2. Project Management
The General Contractor (GC) creates a project schedule and notifies the trades and suppliers. More importantly, the GC handles changes to schedule which will inevitable occur. The GC will also arrange for building inspections (if there is a building permit for the project), and be on-site to meet the building inspector.
The General Contractor is the single point for accountability, and reduces the finger pointing. An unfortunate part of the construction process is that trades often blame someone else when things go wrong. The GC is responsible for dealing with these issues.
4. Knowledge and Experience
The General Contractor knows how the home is built, and knows the sequence of construction. The GC will also have an understanding of the building codes and other applicable legislation which governs the work that is being done.
5. Faster completion
Trades will give priority service to the General Contractor for whom they work on a regular basis. A homeowner acting as a general contractor will be on the bottom of the priority list for many trades.
6. Risk Management
The General Contractor will have appropriate liability insurance and workers compensation insurance to reduce exposure to risk should something unfortunate happen. Homeowners’ insurance may not offer sufficient protection during a construction project.
The General Contractor handles administrative duties.

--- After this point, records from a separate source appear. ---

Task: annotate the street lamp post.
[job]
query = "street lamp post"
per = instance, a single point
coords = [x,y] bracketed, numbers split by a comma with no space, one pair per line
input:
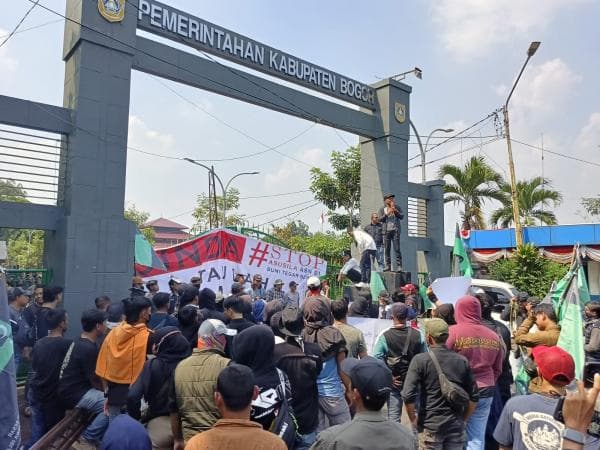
[511,165]
[223,188]
[423,150]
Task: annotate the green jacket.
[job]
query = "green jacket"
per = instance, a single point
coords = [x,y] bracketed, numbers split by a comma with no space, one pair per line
[195,385]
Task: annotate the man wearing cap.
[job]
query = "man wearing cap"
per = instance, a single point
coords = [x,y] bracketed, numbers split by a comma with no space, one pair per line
[152,286]
[544,317]
[390,216]
[276,292]
[350,269]
[196,281]
[484,350]
[438,425]
[367,249]
[370,386]
[258,290]
[174,284]
[375,229]
[527,421]
[302,363]
[191,400]
[397,347]
[17,301]
[292,296]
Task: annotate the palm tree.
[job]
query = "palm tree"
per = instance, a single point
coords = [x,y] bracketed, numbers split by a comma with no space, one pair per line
[536,201]
[473,185]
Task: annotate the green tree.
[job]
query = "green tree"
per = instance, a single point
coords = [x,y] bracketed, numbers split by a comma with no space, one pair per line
[328,246]
[472,185]
[293,228]
[140,218]
[25,247]
[340,189]
[536,201]
[528,271]
[203,207]
[591,205]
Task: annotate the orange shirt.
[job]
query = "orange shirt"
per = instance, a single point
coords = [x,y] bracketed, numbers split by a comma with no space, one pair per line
[236,434]
[123,353]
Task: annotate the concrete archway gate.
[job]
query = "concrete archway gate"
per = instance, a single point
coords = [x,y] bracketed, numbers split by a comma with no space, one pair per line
[90,244]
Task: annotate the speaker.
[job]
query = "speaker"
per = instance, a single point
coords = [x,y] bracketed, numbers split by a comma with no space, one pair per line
[353,292]
[394,280]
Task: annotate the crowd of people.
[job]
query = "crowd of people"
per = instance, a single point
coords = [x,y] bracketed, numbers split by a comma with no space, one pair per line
[276,369]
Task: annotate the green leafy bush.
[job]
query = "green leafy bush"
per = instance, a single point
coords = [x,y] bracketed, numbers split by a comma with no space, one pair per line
[528,271]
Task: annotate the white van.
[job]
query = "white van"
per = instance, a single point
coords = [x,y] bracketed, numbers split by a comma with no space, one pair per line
[500,290]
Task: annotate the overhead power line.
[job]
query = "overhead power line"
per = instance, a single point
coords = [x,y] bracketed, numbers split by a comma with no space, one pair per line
[545,150]
[14,30]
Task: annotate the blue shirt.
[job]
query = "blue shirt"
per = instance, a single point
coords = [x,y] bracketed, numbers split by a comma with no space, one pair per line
[329,383]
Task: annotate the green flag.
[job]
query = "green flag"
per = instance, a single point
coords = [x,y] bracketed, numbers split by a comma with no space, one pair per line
[461,265]
[568,305]
[426,302]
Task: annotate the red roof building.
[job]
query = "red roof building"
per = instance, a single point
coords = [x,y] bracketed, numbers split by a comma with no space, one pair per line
[167,232]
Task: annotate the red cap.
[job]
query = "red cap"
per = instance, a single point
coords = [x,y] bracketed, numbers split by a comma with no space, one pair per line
[409,287]
[554,364]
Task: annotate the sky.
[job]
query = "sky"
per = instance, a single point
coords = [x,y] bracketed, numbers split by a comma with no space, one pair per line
[470,52]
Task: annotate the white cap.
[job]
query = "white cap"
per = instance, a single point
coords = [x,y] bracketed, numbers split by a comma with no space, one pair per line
[313,282]
[211,327]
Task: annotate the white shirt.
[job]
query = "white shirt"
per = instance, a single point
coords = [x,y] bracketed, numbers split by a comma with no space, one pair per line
[364,241]
[350,264]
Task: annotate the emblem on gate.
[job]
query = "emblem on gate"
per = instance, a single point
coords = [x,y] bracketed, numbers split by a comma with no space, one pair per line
[400,112]
[112,10]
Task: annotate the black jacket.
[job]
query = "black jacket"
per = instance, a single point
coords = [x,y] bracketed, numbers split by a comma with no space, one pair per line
[422,380]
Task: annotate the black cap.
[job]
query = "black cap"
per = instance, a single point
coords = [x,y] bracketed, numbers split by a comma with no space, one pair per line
[14,293]
[292,321]
[369,375]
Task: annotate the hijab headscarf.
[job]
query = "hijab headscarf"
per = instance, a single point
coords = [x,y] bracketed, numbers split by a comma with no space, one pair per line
[359,308]
[254,348]
[318,329]
[446,312]
[125,433]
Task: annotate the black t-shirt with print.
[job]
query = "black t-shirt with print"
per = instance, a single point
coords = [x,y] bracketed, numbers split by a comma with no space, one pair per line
[79,369]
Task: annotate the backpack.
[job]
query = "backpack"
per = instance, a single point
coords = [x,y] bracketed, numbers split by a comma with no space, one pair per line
[454,394]
[399,364]
[284,425]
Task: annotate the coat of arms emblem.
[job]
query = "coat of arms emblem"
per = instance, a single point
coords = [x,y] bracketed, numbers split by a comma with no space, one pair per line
[112,10]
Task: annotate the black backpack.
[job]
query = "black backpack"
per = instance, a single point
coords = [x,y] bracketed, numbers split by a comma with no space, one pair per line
[399,364]
[455,395]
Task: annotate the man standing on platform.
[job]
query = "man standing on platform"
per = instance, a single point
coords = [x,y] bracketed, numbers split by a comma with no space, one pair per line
[367,249]
[375,229]
[390,216]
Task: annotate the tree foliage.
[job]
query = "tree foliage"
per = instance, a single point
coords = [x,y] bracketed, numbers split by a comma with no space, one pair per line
[340,189]
[591,205]
[203,207]
[328,246]
[528,271]
[293,228]
[25,247]
[140,218]
[472,186]
[536,202]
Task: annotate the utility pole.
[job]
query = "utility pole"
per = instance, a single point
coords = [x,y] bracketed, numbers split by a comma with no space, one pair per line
[511,165]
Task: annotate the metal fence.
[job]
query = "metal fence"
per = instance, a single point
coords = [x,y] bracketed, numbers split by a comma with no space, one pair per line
[417,217]
[29,165]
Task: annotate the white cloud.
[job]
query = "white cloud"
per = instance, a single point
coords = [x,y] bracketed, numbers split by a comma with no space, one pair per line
[469,28]
[544,88]
[140,134]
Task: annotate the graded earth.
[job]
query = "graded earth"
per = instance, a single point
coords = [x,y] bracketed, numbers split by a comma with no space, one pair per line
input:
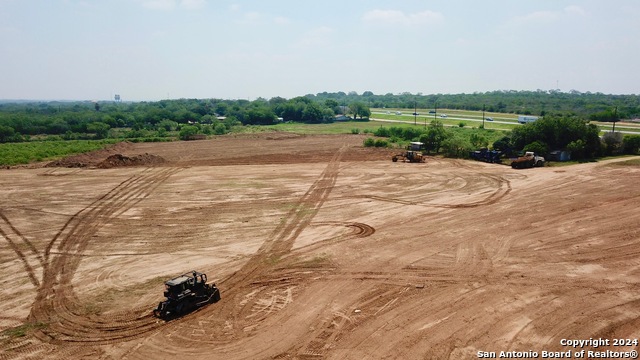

These include making sure subcontractors have liability insurance and WSIB insurance, and handling payments to sub trades and suppliers.
The General Contractor should be offering a comprehensive warranty of at least one year. If a pipe should leak, the GC will fix the pipe, repair the drywall, and repaint the area. If you’ve acted as your own general contractor, you will be calling the plumber, who will hopefully come back and repair the pipe. But, you’ll be left with a hole to fix and a wall to repaint at your own cost.
A GC can often get materials and labour at a lower price than the homeowner. Lower prices for labour and materials can partly off-set the management fee that is included in a General Contractor’s price.
10. Dealing with the unexpected
The larger the project, the greater the chance something will go wrong. An experienced General Contractor will be used to things going wrong, and will be used to dealing with the unexpected.
Part of the cost of hiring the general contractor is the additional knowledge and service they bring to the table. If all you’re doing is replacing your roof shingles, or changing the carpeting in the house, a general contractor will provide little value. For larger and more complex projects, the general contractor will earn his wage by providing value through knowledge and experience, project management, and after completion through the warranty period.